The evoking of the “Right to Water” was an overture to the NGOs, many of whom have already aligned themselves with big business. WaterAid’s criticisms of European Union bureaucracy and incompetence should be seen in this light.

The organisation helped set up a Water and Sanitation for the Urban Poor (WSUP) scheme in September 2004 with Thames Water and Unilever (it needs water to be able sell its soap products). The scheme is “not looking at projects requiring investments from the private operators” and hopes that “by teaming up for the longer term, the private sector and the NGOs can unleash unique synergies particularly as they grow to know and trust each other over time.”

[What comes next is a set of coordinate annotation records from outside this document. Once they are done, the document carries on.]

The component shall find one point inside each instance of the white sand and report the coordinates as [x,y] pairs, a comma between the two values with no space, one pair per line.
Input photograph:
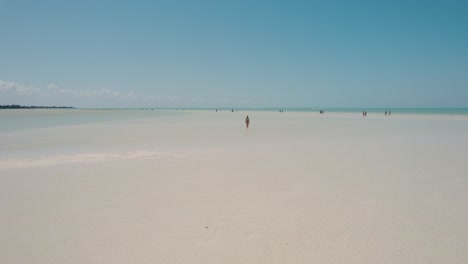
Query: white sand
[199,188]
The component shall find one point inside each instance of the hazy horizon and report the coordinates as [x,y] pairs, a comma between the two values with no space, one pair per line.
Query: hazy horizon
[243,54]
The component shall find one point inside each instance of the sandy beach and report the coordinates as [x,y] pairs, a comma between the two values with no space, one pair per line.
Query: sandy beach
[198,187]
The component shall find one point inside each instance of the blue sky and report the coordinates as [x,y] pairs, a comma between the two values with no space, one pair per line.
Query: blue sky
[234,54]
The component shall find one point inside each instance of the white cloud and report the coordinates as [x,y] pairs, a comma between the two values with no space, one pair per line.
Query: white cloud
[6,86]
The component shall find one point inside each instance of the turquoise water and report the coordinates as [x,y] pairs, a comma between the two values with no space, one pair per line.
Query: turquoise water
[421,111]
[22,119]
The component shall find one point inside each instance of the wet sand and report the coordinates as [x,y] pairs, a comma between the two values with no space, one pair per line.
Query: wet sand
[201,188]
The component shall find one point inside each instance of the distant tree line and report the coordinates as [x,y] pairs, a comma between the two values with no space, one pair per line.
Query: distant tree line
[31,107]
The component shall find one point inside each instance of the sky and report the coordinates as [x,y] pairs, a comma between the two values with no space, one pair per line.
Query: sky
[234,53]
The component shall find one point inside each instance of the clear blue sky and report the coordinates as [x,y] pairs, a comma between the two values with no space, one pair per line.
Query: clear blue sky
[234,54]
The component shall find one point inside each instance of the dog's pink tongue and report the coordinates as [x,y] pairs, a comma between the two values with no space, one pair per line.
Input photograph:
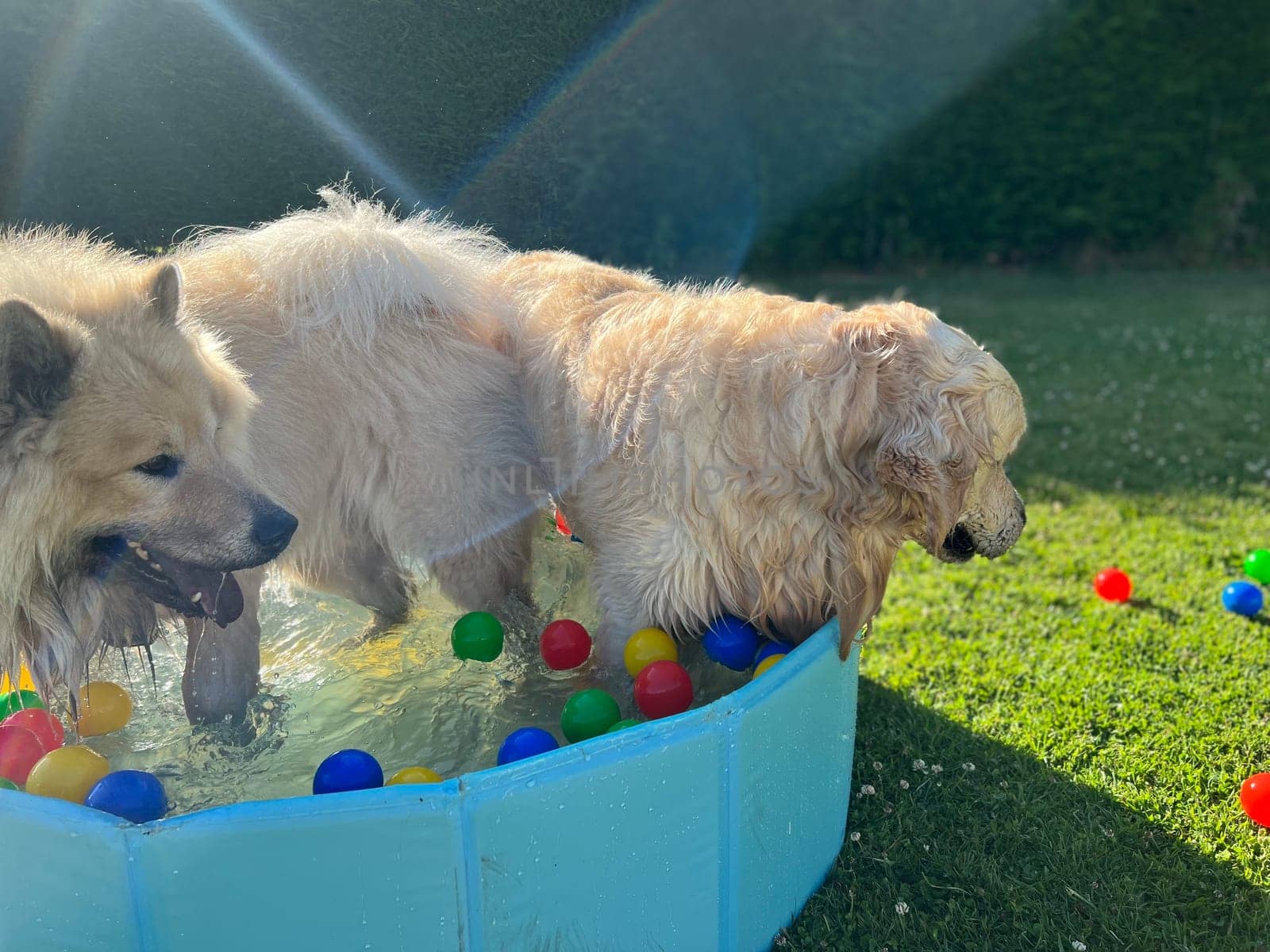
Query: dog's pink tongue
[222,602]
[216,593]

The WSUP organisers are “deliberately choosing to keep a low profile” because “in the current anti-globalisation climate, prematurely publicising this ‘respectable’ initiative could backfire horribly if it fails to deliver.” There is no information on WSUP’s web site about its current activity in its two projects in Bangalore and Kenya.

WaterAid’s boardroom is full of past and present water industry executives, and Vice President Baroness Lynda Chalker is a director of Unilever.

It is not just a question of a few greedy water companies, but of a socioeconomic system based on relentless competition between different corporations and different national governments that represent these corporations. The experience of the last two decades has shown that economic restructuring programmes dictated by the banks and Western governments have led to falling living standards for the mass of people around the world. Their application to water supply and sanitation has accelerated the process of impoverishment.

An attempt to seriously address the problems of lack of clean water and sanitation requires massive social investment on a global scale, which is incompatible with a system based on the private accumulation of wealth.